François du Perche a écrit le 03/05/2011 15:30
Les bignones ont forcément besoin de support dans leurs 1ères années, mais on peut les conduire en arbre, soit avec une seule tige, soit avec plusieurs entrelacées. Il faut, paraît-il, environ 10 ans pour obtenir un tel plant (introuvable dans le commerce). On peut également les conduire en arbuste décoratif qui l'hiver, ressemble à s'y tromper à un vieux cep de vigne. L'avantage avec le catalpa, c'est que ça irait beaucoup plus vite et qu'on n'aurait aucun mal à faire un tronc de bonne hauteur, robuste et droit. De plus, les expériences passées ont montré que cela conférait une gde vigueur et une floraison (+) abondante à cette liane. Savoir si les cultivars modernes (Mme Gallen, Dancing flames, yellow trumpet, etc) sont compatibles avec le catalpa, that is the question.
Pas de photos pour le moment, essais de mars : 100% d'échec, peut-être à cause de la canicule, essais d'avril : quelques frémissements sur certains greffons, mais c'est encore bien timide. Si tout foire, il restera pour cette année les greffes d'oeil (écusson ou chip) mais ça limite les chances d'une floraison dès cette année. et les chances de bien passer l'hiver, car ce sera moins aoûté qu'une greffe de rameau de printemps.
François du Perche a écrit le 17/05/2011 11:14
Toutes les greffes ont séché, pas la moindre trace de début de soudure ni d'émergence d'un oeil. Cette liane est naturellement assez sèche et aurait peut être nécessité humidification + protection anti-déshydratation = impossible à faire en place. Ou peut-être prélèvement + tardif des greffons lorsque les yeux font gonfler l'écorce.
Nouvel essai avec greffons herbacés sur les jeunes repousses bien vertes de catalpa (pleines de sève), façon greffe (anglaise) des tomates.








floyd a écrit le 17/05/2011 14:12
Une fois encore surprenant!
A la réflexion, ces tentatives peuvent réussir si l'aseptie s'avère suffisante pour ces tissus tendres et sous cet habile emballage à la façon du célèbre artiste Christo…
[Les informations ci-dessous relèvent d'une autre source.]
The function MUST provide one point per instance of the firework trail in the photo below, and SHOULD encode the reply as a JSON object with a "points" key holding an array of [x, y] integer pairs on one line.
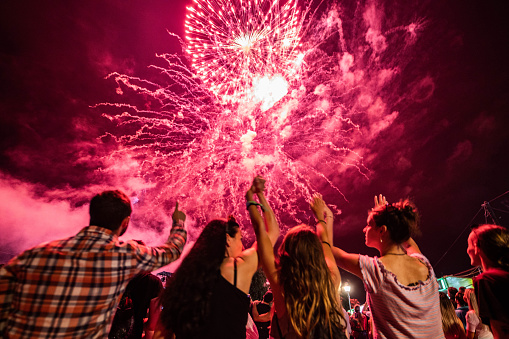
{"points": [[298, 95]]}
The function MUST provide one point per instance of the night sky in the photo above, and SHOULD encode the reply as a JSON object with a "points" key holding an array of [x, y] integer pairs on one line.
{"points": [[447, 149]]}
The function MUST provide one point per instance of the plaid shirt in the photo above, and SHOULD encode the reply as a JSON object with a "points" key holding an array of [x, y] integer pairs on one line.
{"points": [[70, 288]]}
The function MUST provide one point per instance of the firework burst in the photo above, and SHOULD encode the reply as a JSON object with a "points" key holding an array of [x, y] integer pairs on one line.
{"points": [[238, 47], [262, 97]]}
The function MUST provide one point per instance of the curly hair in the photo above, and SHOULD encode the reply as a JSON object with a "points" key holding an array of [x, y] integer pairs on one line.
{"points": [[493, 240], [185, 299], [401, 220], [310, 297]]}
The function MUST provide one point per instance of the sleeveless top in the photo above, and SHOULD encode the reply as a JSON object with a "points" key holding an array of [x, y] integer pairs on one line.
{"points": [[228, 311], [401, 311]]}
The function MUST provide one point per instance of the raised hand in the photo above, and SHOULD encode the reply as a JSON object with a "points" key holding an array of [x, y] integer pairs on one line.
{"points": [[318, 206], [258, 184], [380, 200], [178, 215]]}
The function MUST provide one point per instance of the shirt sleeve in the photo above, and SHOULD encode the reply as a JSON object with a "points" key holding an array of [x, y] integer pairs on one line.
{"points": [[472, 321], [371, 273], [7, 283], [151, 258]]}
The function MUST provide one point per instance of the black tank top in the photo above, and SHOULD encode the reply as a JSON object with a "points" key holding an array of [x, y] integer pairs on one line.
{"points": [[229, 307]]}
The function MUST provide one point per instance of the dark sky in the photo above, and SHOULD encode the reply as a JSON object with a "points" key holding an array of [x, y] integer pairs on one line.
{"points": [[447, 148]]}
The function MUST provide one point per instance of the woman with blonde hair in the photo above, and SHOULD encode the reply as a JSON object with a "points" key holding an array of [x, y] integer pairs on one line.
{"points": [[451, 324], [304, 280], [475, 328]]}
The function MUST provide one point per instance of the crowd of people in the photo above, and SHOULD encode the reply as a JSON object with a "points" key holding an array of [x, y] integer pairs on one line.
{"points": [[93, 285]]}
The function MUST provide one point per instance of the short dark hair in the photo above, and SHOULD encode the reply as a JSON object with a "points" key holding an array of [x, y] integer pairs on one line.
{"points": [[109, 208]]}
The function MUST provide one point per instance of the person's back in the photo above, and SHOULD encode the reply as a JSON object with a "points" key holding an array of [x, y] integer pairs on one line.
{"points": [[70, 287], [262, 315], [416, 302]]}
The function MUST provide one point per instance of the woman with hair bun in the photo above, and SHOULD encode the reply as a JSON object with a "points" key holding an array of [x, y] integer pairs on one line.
{"points": [[488, 247], [475, 328], [207, 297], [402, 290], [451, 324]]}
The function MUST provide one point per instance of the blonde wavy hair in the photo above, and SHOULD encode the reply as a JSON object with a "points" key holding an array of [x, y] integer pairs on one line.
{"points": [[310, 296]]}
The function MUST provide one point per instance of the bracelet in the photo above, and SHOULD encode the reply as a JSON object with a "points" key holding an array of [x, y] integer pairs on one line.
{"points": [[249, 203]]}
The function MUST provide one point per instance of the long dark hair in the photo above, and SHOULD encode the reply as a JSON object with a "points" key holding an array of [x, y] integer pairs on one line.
{"points": [[310, 297], [185, 299]]}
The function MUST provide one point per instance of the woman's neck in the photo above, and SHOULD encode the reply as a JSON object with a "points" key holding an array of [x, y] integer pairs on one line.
{"points": [[391, 249]]}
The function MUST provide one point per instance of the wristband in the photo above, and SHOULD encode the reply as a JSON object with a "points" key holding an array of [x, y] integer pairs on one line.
{"points": [[249, 203], [325, 242]]}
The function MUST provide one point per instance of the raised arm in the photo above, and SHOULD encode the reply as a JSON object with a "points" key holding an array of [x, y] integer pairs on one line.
{"points": [[264, 244], [324, 232]]}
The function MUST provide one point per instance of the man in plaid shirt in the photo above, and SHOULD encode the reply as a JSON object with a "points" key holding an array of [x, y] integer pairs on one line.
{"points": [[70, 288]]}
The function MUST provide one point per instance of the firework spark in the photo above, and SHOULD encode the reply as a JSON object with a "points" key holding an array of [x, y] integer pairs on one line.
{"points": [[236, 46], [262, 97]]}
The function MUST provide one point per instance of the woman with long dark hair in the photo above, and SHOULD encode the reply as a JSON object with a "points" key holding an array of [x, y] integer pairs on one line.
{"points": [[401, 287], [304, 280], [488, 247], [208, 295]]}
François du Perche a écrit le 17/05/2011 15:31
si l'aseptie s'avère suffisante pour ces tissus tendres


En trempant le greffon dans une solution très diluée d'eau de javel, cela aurait sans doute limité les risques d'enfermer un germe sous le parafilm.
Mais il faut faire très vite car après la coupe biaise, les deux sèves s'oxydent à la vitesse gd V en changeant de couleur.
L'avantage avec les greffons herbacés, c'est qu'on n'a + le problème de moelle dans les tiges de catalpa & que c'est "marche ou crève", on doit être vite fixé sur le résultat et on peut recommencer autant de fois que l'on veut tout au long de la saison.
Si ça ne marche pas, il restera le chip.